目前中文圈子内的两个大作游戏：《家有大猫》与《罗曼侦探》，都带有一定程度上的同性题材，不过在评论中，我算是来求同而不是立异的（这句话抄自周总理在万隆会议的讲话），因此就干脆将前者当成了原住民文化题材，后者当成了侦探游戏题材。

毕竟如果真的“特定族群”的钱比较好赚，自己也不好批评什么。只能看看下个圈子内的游戏能不能跳脱了，例如《履云录》

结果可能会发现，自己喜欢的治愈或冒险风格游戏并不是圈内做的。XD 感谢推荐 Chicken Police 这款游戏 :3

----------


## Ghostalker

遗憾的是，履云录肯定是跳脱不了的，我在它还很早期的时候就听闻过，很清楚它是什么人做的什么东西。

而且说实话要说大作……游戏性上投入最大的其实大概是《形骸骑士》，但是当然，也依然在老架子下面。

----------


## 狼王白牙

> 遗憾的是，履云录肯定是跳脱不了的，我在它还很早期的时候就听闻过，很清楚它是什么人做的什么东西。
> 
> 而且说实话要说大作……游戏性上投入最大的其实大概是《形骸骑士》，但是当然，也依然在老架子下面。


附上一张梗图，出处，他们的推特账号



 :wuffer_laugh: 这图确实不怎么像是那个年代挥汗的劳动者（汗）

这个有”遗憾“ 吗？我觉得还是享受到了不少音乐上，推理上的乐趣，可以猜到有一阵子日后兽人相关的游戏大部分是 “兽皮人” 的形态了，
不是人类，但是动作，审美观，文化却是人类世界的，然后加上一点 *LGBTQ+*类型 。。。。。。。

但若现在给予恶言而不加以鼓励，难道这个圈子甘心依付在动漫圈底下？我想这一点我自己的立场是不能表达“遗憾与反对”的。
而且制作团队仍然要遵守现实世界中资本的运作，盈亏要自己承担。

----------


## Ghostalker

该怎么形容呢，这两个游戏的制作组人员我都是有直接或者间接接触的，遗憾的是这些人绝不仅仅是“需要鼓励”或者“为了饭碗”等等原因才把游戏做成这样的。

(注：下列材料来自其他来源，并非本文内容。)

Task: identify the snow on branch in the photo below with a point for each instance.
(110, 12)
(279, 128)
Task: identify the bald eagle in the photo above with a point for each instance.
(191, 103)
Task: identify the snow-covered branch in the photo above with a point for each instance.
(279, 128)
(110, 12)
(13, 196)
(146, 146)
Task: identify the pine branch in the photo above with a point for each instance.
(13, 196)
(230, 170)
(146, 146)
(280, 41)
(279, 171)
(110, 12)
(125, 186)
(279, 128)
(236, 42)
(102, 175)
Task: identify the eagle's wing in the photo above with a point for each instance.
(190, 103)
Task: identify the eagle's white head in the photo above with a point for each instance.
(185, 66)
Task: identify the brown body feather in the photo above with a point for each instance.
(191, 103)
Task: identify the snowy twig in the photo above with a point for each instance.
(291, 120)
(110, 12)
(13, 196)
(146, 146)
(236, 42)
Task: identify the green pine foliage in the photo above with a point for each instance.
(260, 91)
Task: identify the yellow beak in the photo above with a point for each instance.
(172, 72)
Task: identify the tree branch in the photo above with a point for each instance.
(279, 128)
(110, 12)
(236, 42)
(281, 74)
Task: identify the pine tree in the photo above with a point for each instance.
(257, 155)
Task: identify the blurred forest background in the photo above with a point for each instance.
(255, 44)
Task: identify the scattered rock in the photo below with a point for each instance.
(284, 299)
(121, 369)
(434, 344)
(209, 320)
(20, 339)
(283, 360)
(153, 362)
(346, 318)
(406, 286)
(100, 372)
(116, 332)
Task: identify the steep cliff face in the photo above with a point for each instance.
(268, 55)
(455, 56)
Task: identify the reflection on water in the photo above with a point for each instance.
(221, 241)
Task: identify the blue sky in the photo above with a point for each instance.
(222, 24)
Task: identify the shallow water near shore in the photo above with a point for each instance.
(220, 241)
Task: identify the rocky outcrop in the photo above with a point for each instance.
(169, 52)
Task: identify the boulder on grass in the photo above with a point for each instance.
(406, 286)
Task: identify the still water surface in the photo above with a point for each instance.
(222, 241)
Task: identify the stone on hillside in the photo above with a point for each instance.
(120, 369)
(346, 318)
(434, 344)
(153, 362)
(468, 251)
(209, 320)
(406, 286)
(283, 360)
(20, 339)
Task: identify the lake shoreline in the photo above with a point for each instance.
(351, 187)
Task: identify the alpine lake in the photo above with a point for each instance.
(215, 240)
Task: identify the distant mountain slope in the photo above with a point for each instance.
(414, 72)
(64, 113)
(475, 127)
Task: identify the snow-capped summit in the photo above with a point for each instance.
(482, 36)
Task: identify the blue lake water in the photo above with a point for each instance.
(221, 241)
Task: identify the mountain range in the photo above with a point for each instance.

说真的，很多时候我觉得实际上存在着两个，或者更多个圈子，这些圈子同时被放在同一个“兽圈”的框架下，互相存在于对方的阴影中。

这也是前两天有人又和我提起这个问题的时候我才突然意识到的。

举个例子就好像是……有时候范基督教徒想要拉上我这个东正教徒（比喻）一起去讨伐撒拉逊人——可是实际上东正教地区也是条顿骑士团的东征目标啊。

大概差不多就是这种感觉。我会想起我2005年接触这个圈子的时候，我是从DeviantART接触的。在05年的时候欧美兽圈也发生了一件大事，被称为burned fur，其主题大概也是关于兽人文化要不要和性癖捆绑的争论。DeviantART在这场争论中疑似是有选边站的，05年以及接下来几年里DeviantART都是全战禁止成人作品的。

现在想来，其实我是那一派的后人，我对于兽人文化的认知、喜爱和思考是纯粹在那一派的环境下形成的，我根本就是那边的人。我喜欢的也只仅仅只有那一边的东西。我继承了那边的信念、审美和立场，它没有回归主流其实也就提前注定了我是没有办法融入主流的。

但是，想明白这一点之后，反而让我感觉轻松了一些。看来形形色色的兽人爱好者的身份中，竟然我还能找到自己所能接受的一个。就当个最后的赫拉迪姆吧，感觉也挺适合我的，哈哈

----------


## 狼王白牙

那么说起来也惭愧，因为我从头到尾都是 “圈子要什么，我就给什么”，因此才有个低调的隐藏版。而某个小站的站长曾与我说，「这个版面不是你的理念，应该关掉吧。」我回答：但是上面的图都是动物的头耶，所以我不在意。而他当时就说了：我确认了你的伟大。：3

而我在评论这个游戏时，对于某些地方虽然感到不快 （例如获得游戏中“食色性也”这个称号的时候），或是游戏中的某一章节牵涉到“有些有特殊性癖好的人真的有这么多吗？”，都绝口不提这件事。以『反同或恐同』的帽子来给我戴是戴不上的。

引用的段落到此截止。